Journal 111 – le mensonge et S. Paty – (27/11/2024)

Comparaît en tant que témoin – elle a déjà été condamnée l’an dernier dans un procès tenu à huis-clos –, la jeune fille (17 ans – classe terminale) qui, il y a quatre ans, a menti à son père pour cacher son absence au collège, enclenchant ainsi un processus qui a abouti à l’assassinat de S. Paty.

Son père, qui a alimenté la polémique par ses messages violents, est dans le box des accusés – il risque trente ans de prison – et elle essaie évidemment d’accentuer sa propre responsabilité (elle avait alors 13 ans…) pour diminuer celle son père.

C’est ce qu’explique l’article du Monde.

Certaines contributions laissent perplexe.

Trois exemples :

« Parfois, en lisant ce genre d’articles, on croit rêver. Dans quel monde vivent les journalistes qui écrivent ce genre de choses ? Dans un monde dans lequel on peut faire passer un prof assassiné, égorgé et décapité au second plan en plaignant les inculpés ? »

« Oui elle devrait vivre toute sa vie face à sa conscience si elle en a une, ce qui n’est pas certain vu sa défense manipulatrice. »

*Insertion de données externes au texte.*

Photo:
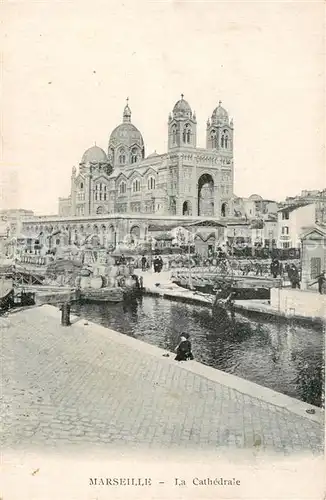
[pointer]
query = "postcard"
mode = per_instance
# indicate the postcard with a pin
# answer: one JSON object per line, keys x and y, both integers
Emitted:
{"x": 162, "y": 250}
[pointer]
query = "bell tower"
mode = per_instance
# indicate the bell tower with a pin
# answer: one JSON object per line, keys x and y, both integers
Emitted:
{"x": 182, "y": 126}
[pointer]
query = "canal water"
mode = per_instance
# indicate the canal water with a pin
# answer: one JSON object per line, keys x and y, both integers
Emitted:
{"x": 282, "y": 356}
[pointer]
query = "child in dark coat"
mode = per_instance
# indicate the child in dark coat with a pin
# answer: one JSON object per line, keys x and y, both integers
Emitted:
{"x": 184, "y": 348}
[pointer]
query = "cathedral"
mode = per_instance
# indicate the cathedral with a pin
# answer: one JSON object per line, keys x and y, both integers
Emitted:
{"x": 186, "y": 180}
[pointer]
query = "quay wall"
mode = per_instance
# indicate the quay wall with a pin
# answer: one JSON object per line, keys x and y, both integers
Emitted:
{"x": 298, "y": 302}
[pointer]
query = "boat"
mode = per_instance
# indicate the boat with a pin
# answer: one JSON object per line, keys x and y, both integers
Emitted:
{"x": 244, "y": 287}
{"x": 107, "y": 294}
{"x": 11, "y": 297}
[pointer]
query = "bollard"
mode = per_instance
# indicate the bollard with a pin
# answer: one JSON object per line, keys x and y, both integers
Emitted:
{"x": 65, "y": 314}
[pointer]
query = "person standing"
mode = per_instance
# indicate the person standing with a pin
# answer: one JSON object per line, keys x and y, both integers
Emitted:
{"x": 321, "y": 279}
{"x": 183, "y": 349}
{"x": 293, "y": 274}
{"x": 122, "y": 260}
{"x": 143, "y": 263}
{"x": 275, "y": 268}
{"x": 156, "y": 264}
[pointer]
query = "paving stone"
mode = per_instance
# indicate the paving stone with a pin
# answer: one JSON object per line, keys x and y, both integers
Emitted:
{"x": 60, "y": 387}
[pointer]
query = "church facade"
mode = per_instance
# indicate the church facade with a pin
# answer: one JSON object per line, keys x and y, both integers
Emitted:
{"x": 184, "y": 181}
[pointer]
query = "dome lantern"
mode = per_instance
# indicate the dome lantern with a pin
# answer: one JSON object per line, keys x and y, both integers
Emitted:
{"x": 182, "y": 108}
{"x": 220, "y": 115}
{"x": 127, "y": 113}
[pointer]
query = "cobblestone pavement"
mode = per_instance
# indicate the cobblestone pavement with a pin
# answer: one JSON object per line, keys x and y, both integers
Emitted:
{"x": 74, "y": 386}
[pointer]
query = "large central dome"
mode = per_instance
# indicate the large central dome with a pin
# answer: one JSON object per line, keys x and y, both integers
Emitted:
{"x": 126, "y": 134}
{"x": 182, "y": 108}
{"x": 94, "y": 155}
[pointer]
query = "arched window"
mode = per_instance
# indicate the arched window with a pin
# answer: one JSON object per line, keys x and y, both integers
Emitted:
{"x": 122, "y": 187}
{"x": 213, "y": 138}
{"x": 174, "y": 135}
{"x": 136, "y": 186}
{"x": 122, "y": 156}
{"x": 134, "y": 155}
{"x": 151, "y": 183}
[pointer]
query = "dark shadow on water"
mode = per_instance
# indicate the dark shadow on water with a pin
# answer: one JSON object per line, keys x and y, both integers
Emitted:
{"x": 283, "y": 356}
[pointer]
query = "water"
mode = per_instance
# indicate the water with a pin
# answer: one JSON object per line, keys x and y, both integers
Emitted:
{"x": 282, "y": 356}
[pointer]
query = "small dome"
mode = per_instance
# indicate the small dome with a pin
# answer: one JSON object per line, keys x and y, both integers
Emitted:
{"x": 220, "y": 114}
{"x": 94, "y": 155}
{"x": 182, "y": 107}
{"x": 152, "y": 154}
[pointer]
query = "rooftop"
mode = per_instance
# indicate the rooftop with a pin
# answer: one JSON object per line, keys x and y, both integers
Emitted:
{"x": 291, "y": 208}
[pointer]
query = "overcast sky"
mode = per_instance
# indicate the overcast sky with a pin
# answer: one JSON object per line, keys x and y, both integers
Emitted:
{"x": 68, "y": 67}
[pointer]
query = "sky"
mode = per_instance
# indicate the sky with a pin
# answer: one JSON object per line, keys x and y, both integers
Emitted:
{"x": 67, "y": 68}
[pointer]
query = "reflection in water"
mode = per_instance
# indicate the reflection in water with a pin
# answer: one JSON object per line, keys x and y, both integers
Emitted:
{"x": 283, "y": 356}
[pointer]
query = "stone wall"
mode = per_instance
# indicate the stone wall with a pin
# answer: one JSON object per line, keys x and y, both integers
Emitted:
{"x": 299, "y": 302}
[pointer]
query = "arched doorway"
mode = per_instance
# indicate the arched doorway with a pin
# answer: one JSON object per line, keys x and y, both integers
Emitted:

« Je n’ose pas imaginer qu’on impose à des enseignants de se confronter chaque jour à cette créature. »

Ma contribution :

S. Paty n’a pas été décapité à cause du mensonge de l’élève – il serait peut-être utile de lui dire qu’elle n’est pas coupable de cela – mais par un jeune homme de 18 ans qui a assassiné un homme qu’il ne connaissait pas au motif qu’il était professeur, et pour un acte dont la qualification de blasphème n’a aucun sens dans la société laïque. Si l’on cherche réduire ce qui peut contribuer à produire de tels actes criminels aberrants, et après l’assassinat de D. Bernard, peut-être faudrait-il rappeler que le principe de laïcité distingue le savoir commun – celui de l’école –  de la croyance privée, et poser la question du respect de ce principe : financement par la communauté d’écoles privées confessionnelles et participation du président de la République à des cérémonies religieuses, catholiques et juives, en tant que tel.

Une réponse :

« Elle a occupé un rôle décisif dans le processus ayant mené à l’assassinat : sans son mensonge originel, rien n’aurait été possible. Que cela se soit fait à son corps défendant est un autre problème. »

J’ai fait semblant de ne pas tout à fait comprendre en répondant :

Il n’est en effet pas possible de l’accuser a posteriori.  Une nuance : « rien n’aurait été possible» ;  si l’on essaie de se  représenter ce qu’il faut de perturbation pour en venir à commettre un tel acte, on peut imaginer d’autres déclencheurs –  cf. l’assassinat de D. Bernard.